Места на широкой лавке было много, и Виктор сел поодаль от капитана, начал шарить кисет. Бросив его на стол, полез за бумагой в карман гимнастерки и, нащупав там небольшой сверток, тяжело вздохнул:

— Эх, будь ты тройты…

Капитан повернул голову к нему и опять посмотрел в упор. Во взгляде его угадывался интерес, он, видно, хотел спросить, о чем Виктор вздыхает. И, поняв этот немой вопрос, Виктор пояснил:

— Братцева убило сегодня, связного. Домой вот написать надо.

Он достал из кармана сверток, обернутый в тонкую коричневую медицинскую клеенку, развернул его. На стол легли красноармейская книжка, небольшая, по размеру книжки, фотография и два письма в согнутых пополам конвертах.

Еще раз вздохнув, он повертел красноармейскую книжку, раскрыл ее. «Братцев… Федор… Семенович… 1910…» Все это сейчас ни к чему. Сейчас надо написать о том, что Братцева больше нет. Положив книжку, он взял фотографию. Еще не взглянув — узнал, несколько дней назад Братцев показывал ее, тогда еще совсем новенькую.
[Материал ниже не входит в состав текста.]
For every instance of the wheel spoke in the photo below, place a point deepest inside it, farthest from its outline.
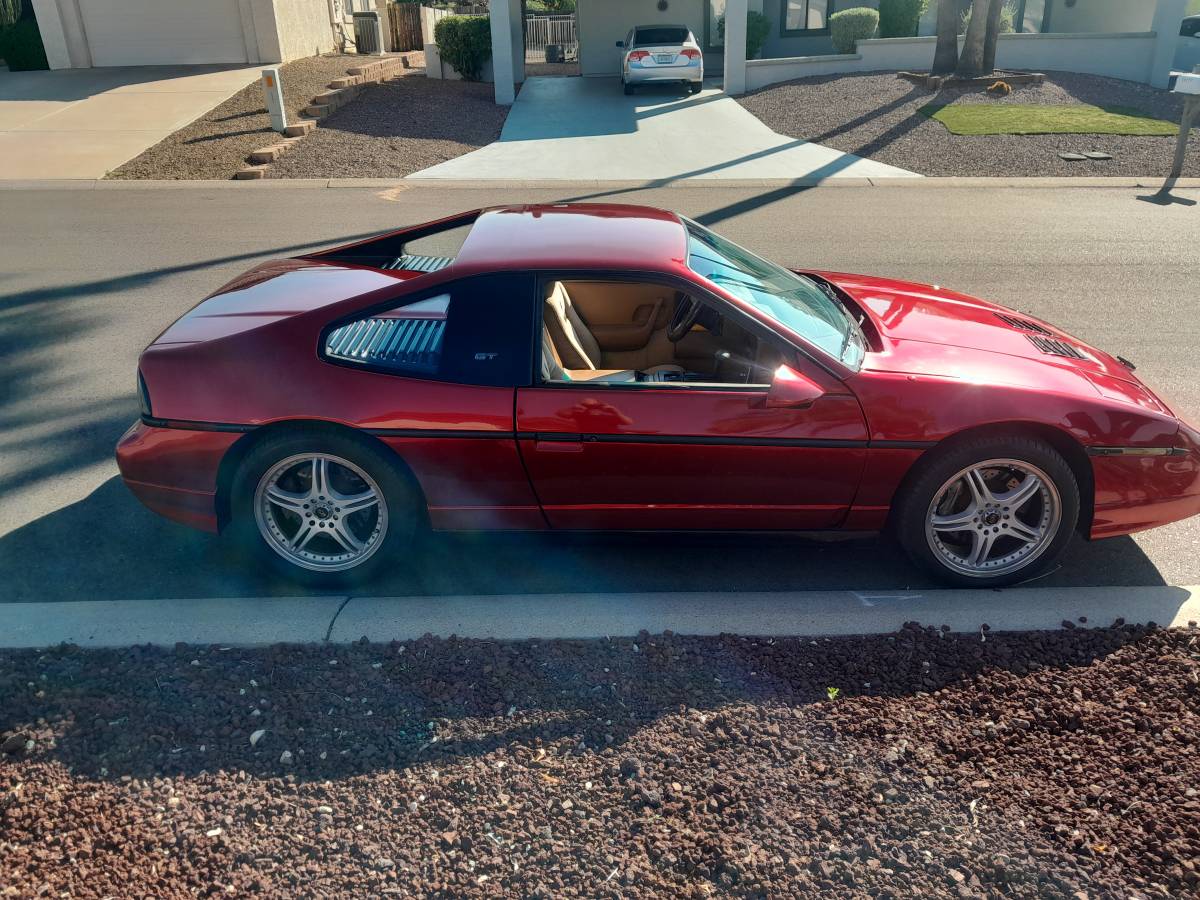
(1027, 533)
(287, 499)
(954, 521)
(978, 487)
(1020, 495)
(304, 534)
(343, 535)
(321, 477)
(981, 547)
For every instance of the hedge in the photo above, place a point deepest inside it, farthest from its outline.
(466, 43)
(849, 27)
(22, 47)
(899, 18)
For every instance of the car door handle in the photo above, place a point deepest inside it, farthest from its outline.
(558, 443)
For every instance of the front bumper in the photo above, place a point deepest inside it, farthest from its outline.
(1135, 492)
(174, 472)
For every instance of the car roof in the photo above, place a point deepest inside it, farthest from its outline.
(579, 235)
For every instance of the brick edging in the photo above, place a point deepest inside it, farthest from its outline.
(339, 93)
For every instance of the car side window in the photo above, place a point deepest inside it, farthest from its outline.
(473, 331)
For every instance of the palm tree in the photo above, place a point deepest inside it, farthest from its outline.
(946, 58)
(971, 59)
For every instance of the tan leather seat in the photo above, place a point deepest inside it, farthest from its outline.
(576, 347)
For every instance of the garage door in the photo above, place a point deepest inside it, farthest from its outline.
(147, 33)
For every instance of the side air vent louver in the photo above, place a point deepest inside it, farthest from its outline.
(1056, 348)
(419, 264)
(408, 345)
(1024, 324)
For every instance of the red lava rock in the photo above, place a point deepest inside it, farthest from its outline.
(1054, 765)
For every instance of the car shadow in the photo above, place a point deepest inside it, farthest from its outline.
(109, 547)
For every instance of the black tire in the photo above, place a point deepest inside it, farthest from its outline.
(913, 505)
(400, 495)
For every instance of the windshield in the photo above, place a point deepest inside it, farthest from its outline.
(648, 36)
(789, 298)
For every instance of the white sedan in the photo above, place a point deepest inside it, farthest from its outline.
(661, 53)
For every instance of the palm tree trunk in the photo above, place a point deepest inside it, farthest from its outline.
(971, 59)
(989, 41)
(946, 57)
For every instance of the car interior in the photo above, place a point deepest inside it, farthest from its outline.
(628, 333)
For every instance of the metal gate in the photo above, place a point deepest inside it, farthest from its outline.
(544, 31)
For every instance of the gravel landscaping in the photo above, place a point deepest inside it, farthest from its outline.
(875, 115)
(1050, 765)
(397, 127)
(216, 144)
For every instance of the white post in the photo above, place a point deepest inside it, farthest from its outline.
(274, 93)
(1168, 17)
(499, 12)
(736, 47)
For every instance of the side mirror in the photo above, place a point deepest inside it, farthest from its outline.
(792, 390)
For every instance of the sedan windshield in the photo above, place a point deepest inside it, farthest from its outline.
(659, 36)
(791, 299)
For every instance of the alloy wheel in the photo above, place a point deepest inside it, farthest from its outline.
(994, 517)
(321, 511)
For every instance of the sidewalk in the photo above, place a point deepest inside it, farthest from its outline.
(342, 619)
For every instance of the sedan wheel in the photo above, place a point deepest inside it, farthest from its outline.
(988, 511)
(321, 513)
(323, 507)
(993, 517)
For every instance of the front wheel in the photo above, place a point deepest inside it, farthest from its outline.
(989, 511)
(322, 508)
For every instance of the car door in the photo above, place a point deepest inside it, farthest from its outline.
(691, 455)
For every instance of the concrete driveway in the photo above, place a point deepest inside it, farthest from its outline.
(587, 129)
(83, 123)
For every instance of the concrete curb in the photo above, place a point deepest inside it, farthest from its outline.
(340, 619)
(1152, 183)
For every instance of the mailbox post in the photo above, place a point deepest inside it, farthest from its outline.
(274, 94)
(1189, 87)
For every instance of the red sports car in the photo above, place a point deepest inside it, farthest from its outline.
(621, 367)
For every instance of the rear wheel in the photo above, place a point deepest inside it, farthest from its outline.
(322, 508)
(989, 511)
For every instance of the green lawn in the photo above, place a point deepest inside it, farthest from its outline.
(1017, 119)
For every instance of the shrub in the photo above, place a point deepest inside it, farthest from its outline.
(22, 47)
(757, 31)
(466, 43)
(1007, 18)
(899, 18)
(850, 27)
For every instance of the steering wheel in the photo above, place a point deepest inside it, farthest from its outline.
(685, 315)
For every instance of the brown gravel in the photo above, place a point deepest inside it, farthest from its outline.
(875, 115)
(397, 127)
(216, 144)
(1056, 765)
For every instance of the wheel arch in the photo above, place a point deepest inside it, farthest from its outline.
(1071, 450)
(234, 456)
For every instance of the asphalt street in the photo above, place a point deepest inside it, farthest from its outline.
(89, 277)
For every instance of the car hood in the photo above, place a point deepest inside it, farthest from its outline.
(930, 330)
(270, 292)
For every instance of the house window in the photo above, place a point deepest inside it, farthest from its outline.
(805, 17)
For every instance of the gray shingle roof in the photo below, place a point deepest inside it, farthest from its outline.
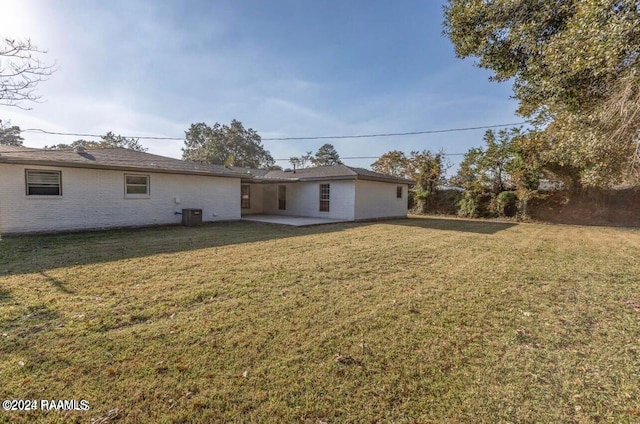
(335, 172)
(110, 158)
(131, 160)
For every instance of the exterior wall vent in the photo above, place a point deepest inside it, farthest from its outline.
(191, 217)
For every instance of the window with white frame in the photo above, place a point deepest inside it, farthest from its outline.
(324, 197)
(40, 182)
(136, 186)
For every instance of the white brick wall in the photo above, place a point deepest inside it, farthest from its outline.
(376, 199)
(94, 198)
(303, 199)
(255, 199)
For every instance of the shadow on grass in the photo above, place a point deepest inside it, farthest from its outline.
(455, 224)
(5, 295)
(38, 253)
(58, 284)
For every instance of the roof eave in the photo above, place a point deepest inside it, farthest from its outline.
(17, 161)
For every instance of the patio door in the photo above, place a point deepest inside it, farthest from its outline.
(282, 197)
(245, 196)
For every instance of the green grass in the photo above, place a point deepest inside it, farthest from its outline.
(417, 320)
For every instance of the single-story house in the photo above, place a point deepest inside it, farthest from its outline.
(62, 190)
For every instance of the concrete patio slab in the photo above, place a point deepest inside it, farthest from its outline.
(296, 221)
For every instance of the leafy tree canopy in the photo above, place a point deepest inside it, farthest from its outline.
(107, 140)
(10, 134)
(226, 145)
(326, 155)
(575, 65)
(392, 163)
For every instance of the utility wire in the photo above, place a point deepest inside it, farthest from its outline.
(39, 130)
(392, 134)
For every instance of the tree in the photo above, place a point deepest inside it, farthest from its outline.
(300, 162)
(427, 170)
(106, 141)
(21, 70)
(509, 160)
(392, 163)
(220, 144)
(10, 134)
(326, 155)
(575, 69)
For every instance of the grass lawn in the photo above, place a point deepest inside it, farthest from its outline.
(417, 320)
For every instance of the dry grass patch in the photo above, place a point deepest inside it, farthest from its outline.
(418, 320)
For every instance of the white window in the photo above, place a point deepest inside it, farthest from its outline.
(136, 186)
(43, 183)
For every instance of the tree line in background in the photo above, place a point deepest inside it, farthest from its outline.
(575, 67)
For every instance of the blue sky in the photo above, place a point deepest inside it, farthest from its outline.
(283, 68)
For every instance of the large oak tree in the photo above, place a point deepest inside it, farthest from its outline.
(575, 68)
(226, 145)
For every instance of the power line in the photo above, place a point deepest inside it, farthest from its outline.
(392, 134)
(401, 134)
(375, 157)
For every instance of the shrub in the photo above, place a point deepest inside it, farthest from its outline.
(468, 206)
(506, 203)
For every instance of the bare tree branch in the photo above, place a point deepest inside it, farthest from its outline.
(21, 70)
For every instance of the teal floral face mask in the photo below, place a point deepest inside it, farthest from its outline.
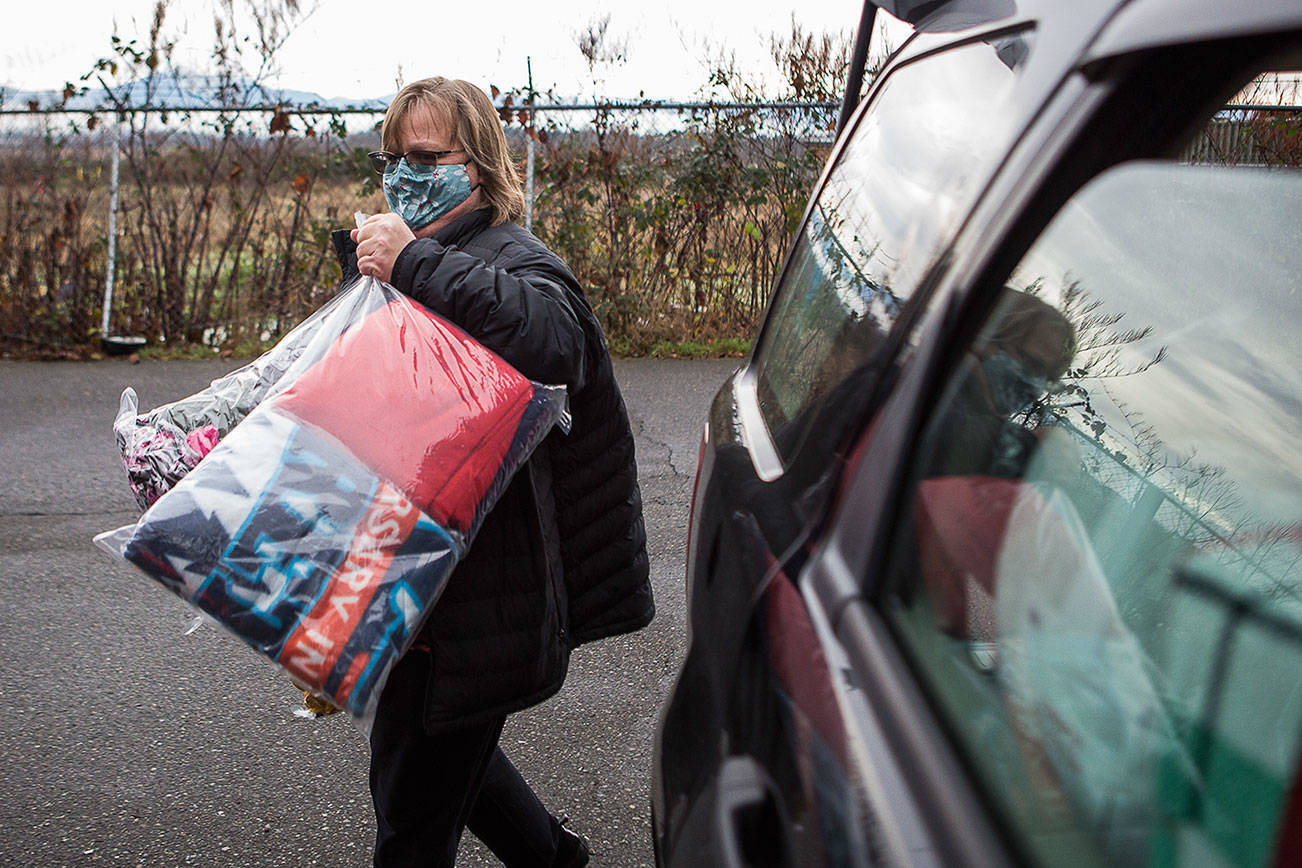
(422, 194)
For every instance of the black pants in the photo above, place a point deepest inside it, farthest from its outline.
(426, 789)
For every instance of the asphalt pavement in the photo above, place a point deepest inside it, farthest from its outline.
(128, 739)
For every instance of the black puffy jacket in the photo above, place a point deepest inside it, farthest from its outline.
(561, 558)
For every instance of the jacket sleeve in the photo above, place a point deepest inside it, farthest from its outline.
(520, 311)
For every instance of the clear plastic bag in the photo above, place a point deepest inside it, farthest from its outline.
(322, 528)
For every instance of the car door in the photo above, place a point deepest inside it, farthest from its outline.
(757, 763)
(1064, 573)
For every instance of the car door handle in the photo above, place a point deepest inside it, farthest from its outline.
(750, 821)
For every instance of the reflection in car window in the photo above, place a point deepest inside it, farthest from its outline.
(1102, 578)
(888, 204)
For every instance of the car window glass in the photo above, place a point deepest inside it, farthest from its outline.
(909, 172)
(1100, 571)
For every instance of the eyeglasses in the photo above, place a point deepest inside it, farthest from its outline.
(386, 160)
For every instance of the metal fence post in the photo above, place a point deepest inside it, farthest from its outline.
(112, 228)
(529, 182)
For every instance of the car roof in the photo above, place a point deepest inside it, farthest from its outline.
(1152, 24)
(1122, 26)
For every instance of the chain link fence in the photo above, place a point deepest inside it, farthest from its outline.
(673, 215)
(676, 216)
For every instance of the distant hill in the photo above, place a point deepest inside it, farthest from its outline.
(182, 91)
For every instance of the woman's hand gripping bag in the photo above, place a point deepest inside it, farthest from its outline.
(322, 528)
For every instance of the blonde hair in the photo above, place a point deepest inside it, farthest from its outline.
(474, 121)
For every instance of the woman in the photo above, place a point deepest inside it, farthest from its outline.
(561, 557)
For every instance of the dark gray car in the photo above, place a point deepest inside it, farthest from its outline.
(996, 539)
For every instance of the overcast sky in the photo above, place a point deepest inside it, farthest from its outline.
(361, 50)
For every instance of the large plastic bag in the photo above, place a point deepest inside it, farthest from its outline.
(322, 528)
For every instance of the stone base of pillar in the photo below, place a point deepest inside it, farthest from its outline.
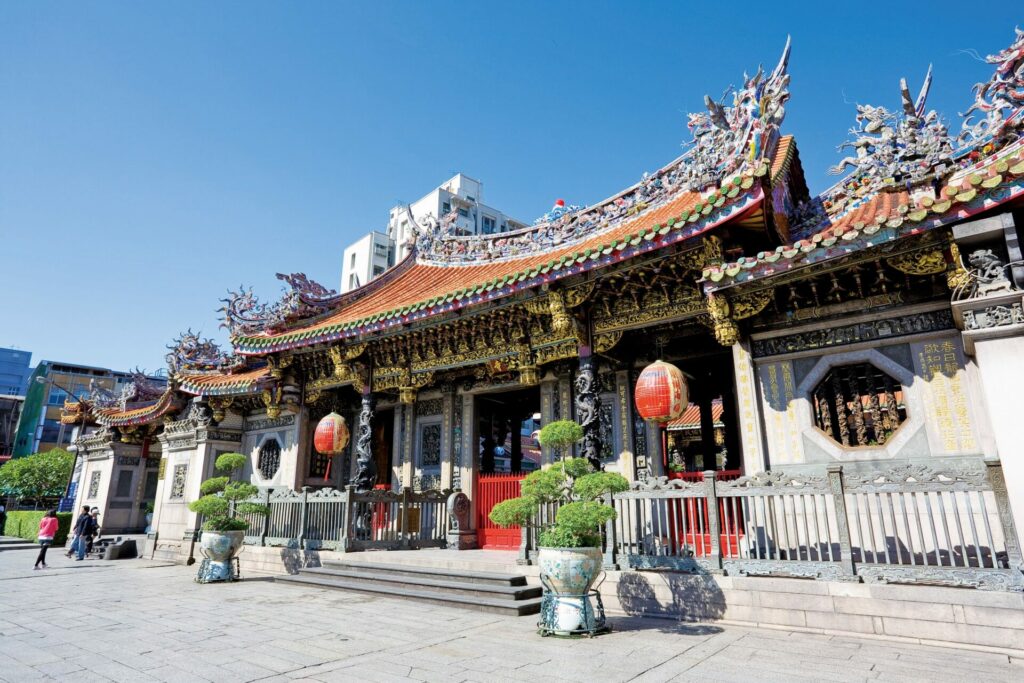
(462, 541)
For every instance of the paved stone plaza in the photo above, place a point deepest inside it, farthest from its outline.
(142, 621)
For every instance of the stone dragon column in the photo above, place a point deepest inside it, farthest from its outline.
(366, 472)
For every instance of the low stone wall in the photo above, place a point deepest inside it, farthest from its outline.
(990, 621)
(963, 617)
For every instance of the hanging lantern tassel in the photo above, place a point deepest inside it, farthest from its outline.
(660, 395)
(331, 438)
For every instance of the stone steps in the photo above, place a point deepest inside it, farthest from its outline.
(497, 593)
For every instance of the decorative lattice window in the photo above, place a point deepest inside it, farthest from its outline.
(269, 458)
(858, 404)
(178, 483)
(318, 463)
(430, 445)
(94, 484)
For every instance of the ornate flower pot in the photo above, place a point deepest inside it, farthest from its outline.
(567, 574)
(219, 548)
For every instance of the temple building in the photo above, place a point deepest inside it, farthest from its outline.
(878, 323)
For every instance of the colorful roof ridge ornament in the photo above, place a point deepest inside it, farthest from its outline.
(1000, 99)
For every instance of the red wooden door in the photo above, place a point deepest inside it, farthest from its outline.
(493, 488)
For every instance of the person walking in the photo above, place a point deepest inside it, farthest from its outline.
(47, 529)
(75, 535)
(93, 528)
(82, 530)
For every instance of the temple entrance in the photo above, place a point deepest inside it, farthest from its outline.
(508, 424)
(383, 445)
(707, 435)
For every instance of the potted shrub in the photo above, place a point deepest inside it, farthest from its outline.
(569, 549)
(223, 530)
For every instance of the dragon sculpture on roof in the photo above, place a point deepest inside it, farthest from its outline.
(999, 98)
(244, 314)
(892, 148)
(727, 139)
(190, 353)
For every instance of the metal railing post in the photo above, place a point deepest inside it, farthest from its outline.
(406, 494)
(842, 519)
(348, 521)
(609, 537)
(303, 517)
(996, 479)
(266, 518)
(714, 524)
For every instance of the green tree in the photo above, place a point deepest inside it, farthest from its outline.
(39, 477)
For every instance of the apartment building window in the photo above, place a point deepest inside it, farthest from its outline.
(56, 397)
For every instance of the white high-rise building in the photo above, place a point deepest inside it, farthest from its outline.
(375, 253)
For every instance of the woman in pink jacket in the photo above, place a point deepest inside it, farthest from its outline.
(47, 529)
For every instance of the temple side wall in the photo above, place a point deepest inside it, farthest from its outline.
(939, 387)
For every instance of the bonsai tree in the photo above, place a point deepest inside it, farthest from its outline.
(219, 493)
(572, 484)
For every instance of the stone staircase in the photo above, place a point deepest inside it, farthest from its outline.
(482, 591)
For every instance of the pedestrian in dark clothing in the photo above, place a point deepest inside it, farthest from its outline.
(47, 529)
(82, 529)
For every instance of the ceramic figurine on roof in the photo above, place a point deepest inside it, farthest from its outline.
(999, 98)
(726, 139)
(190, 353)
(245, 314)
(892, 150)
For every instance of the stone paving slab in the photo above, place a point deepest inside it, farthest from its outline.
(144, 621)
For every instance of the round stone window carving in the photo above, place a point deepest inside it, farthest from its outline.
(269, 459)
(858, 404)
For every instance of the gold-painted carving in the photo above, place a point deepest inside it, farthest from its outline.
(528, 376)
(606, 340)
(218, 406)
(271, 399)
(922, 262)
(748, 305)
(725, 329)
(956, 275)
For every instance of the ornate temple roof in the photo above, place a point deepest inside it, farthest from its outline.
(907, 176)
(217, 384)
(734, 153)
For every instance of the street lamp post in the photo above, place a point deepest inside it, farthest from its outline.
(71, 477)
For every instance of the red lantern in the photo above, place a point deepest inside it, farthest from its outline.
(331, 437)
(660, 392)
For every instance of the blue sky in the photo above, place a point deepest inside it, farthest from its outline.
(155, 155)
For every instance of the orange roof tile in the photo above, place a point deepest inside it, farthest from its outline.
(224, 384)
(421, 286)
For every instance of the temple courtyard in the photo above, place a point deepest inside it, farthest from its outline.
(144, 621)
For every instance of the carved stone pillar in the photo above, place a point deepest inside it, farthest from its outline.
(448, 450)
(366, 472)
(749, 410)
(469, 450)
(549, 393)
(588, 406)
(408, 441)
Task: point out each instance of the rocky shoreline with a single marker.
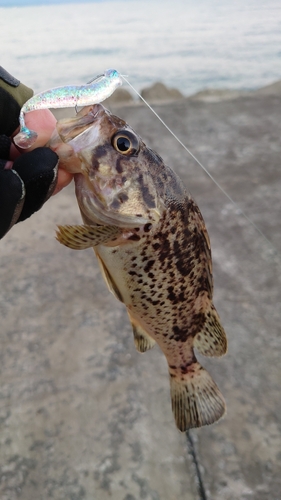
(160, 93)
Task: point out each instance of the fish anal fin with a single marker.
(112, 287)
(143, 341)
(79, 237)
(196, 399)
(211, 339)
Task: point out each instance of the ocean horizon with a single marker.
(186, 45)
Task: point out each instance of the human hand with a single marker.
(27, 179)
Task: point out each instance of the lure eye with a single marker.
(125, 142)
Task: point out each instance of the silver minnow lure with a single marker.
(96, 91)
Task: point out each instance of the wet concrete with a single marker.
(82, 414)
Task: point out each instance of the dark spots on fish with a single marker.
(132, 273)
(119, 167)
(171, 294)
(115, 204)
(179, 334)
(100, 151)
(95, 164)
(134, 237)
(165, 249)
(123, 197)
(147, 197)
(149, 265)
(156, 246)
(147, 227)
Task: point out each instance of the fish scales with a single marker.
(155, 253)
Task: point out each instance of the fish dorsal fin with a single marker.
(196, 399)
(211, 340)
(79, 237)
(143, 341)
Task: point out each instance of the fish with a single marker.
(153, 249)
(68, 96)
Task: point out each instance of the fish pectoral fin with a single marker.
(79, 237)
(196, 399)
(112, 287)
(143, 341)
(211, 340)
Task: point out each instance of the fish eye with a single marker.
(125, 142)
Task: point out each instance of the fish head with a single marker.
(116, 174)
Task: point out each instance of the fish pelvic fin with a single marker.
(143, 341)
(196, 399)
(79, 237)
(211, 339)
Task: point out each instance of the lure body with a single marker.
(67, 97)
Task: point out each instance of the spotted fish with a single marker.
(153, 249)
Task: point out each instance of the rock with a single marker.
(159, 92)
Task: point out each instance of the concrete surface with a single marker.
(83, 416)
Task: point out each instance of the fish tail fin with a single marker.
(211, 339)
(196, 399)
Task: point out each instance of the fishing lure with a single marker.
(96, 91)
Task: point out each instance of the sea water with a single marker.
(187, 44)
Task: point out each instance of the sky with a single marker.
(23, 3)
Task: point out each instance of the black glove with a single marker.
(32, 180)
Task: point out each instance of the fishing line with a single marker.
(206, 171)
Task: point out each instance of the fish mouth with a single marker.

Всего несколько дней прошло, а фотография уже не выглядит новой. Уголок оборван и потускнела. А может, это от света? Свет здесь плохонький…

На фотографии женщина в платочке. Большие руки она положила на худенькие плечи стоящих по бокам белобрысых девчонок. А на коленях у нее мальчишка, совсем еще маленький. Все четверо испуганно жмутся друг к другу и по-деревенски прямо смотрят с фотографии. Жена и дети. Семейный портрет. Продукция какого-то залетного фотографа.

Капитан завозился, придвинулся к Виктору, наклонился, норовя получше рассмотреть фотографию. Виктор протянул маленький глянцевитый листок:

— На днях получил Братцев. Трое сирот вот осталось. Черноок взял фотографию толстыми пальцами, осторожно пододвинул ее к коптилке. С минуту смотрел на нее и вдруг страшно скрипнул зубами. В груди у него что-то уркнуло, глаза стали совсем дикие.

Виктор оторопело глянул на него, а капитан неуклюже вылез из-за стола и, сильно сутулясь, пробрался вдоль стенки в угол, лег там, затих.

Разное говорили в полку о командире роты автоматчиков капитане Чернооке. Виктор, сидя у стола и пуская к потолку табачный дым, подумал, что, пожалуй, есть в этих рассказах доля истины. Вон ведь как его передернуло. Не иначе и вправду немцы сожгли живьем всю его семью — и жену, и детей, и отца с матерью… И еще вспомнилось, как на собрании партийного актива дивизии начальник политотдела перед наступлением вразумлял всех, что успех подразделений теперь будет измеряться количеством взятых пленных. Вразумлял, вразумлял и вдруг спросил:

— Капитан Черноок здесь?

— Я! — привычно рявкнул капитан, поднимаясь.

— Вас персонально прошу запомнить, — полковник подчеркнул слово «персонально». — Врага уничтожают тогда, когда он не сдается. — И вновь нажим на словах «уничтожают» и «не сдается»…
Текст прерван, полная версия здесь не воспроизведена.